All for hoisting an Pride flag outside her house.
Angelina Bouros, based in New York, US, discovered her cat Rambo’s body ditched behind her shed. An incident that was the boiling point of unrelenting harassment that stretched back to 2017.
Transphobic neighbour cut woman’s cat in half because she had a Pride flag.
But after sharing the incident on Twitter, Rosendale locals pulled together to support her by transforming her house with the colours of the rainbow to give a strong statement that transphobia will not be tolerated.
“They picked the wrong person to pick on,” Bouros told NowThisNews.
“I had put a rainbow flag on my house and somebody around here didn’t like the fact that the rainbow flag was up.”
‘They picked the wrong person to pick on’ — Trans woman Angie Bouros became the victim of hate speech and violence after flying a rainbow flag outside her home.
So what did she do?
She and hundreds of community members painted her whole dang house rainbow🌈 pic.twitter.com/PMhGzgFGHS
— NowThis Impact (@nowthisimpact) January 23, 2020
A simple flag fluttering in the breeze ignited the fury from a member of her neighbourhood, sending four hate mail letters weighed with profanity and abuse.
The neighbour never identified themselves, but they made it clear that they killed and chopped her beloved cat in half.

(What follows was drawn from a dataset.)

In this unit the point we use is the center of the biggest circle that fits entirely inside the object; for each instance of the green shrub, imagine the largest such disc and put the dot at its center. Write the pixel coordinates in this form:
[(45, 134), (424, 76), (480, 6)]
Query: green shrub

Leaving his corpse brazenly cast behind her back-garden.
‘When we stick together, we are stronger.’
“I don’t have any children,” she said, “so my cats are my children.

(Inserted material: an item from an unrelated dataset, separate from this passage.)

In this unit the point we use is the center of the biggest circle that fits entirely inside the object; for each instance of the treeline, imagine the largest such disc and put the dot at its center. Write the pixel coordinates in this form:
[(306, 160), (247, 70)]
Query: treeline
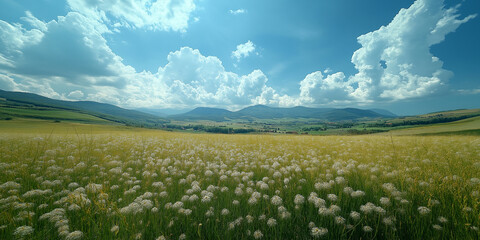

“And I love them as much as a person could love a pet.”
As much as the incident broke her, it only made Bouros more “determined to stand up even more”.
“The only way for me to push back was to paint my house,” she said.
“And not only for my sake, but to let the community know why I’m doing this, that I had to take a stand against hatred and bigotry.”
She took to Facebook in 2019 to first reveal her DIY plans, showing her bungalow spruced up with splashes of colour: “The party is just starting,” she wrote.
“That is what community is all about: standing together and fighting back against hatred and bigotry.
“Don’t allow other people to dictate who you are and can and cannot be.
“When we stick together, we are stronger.”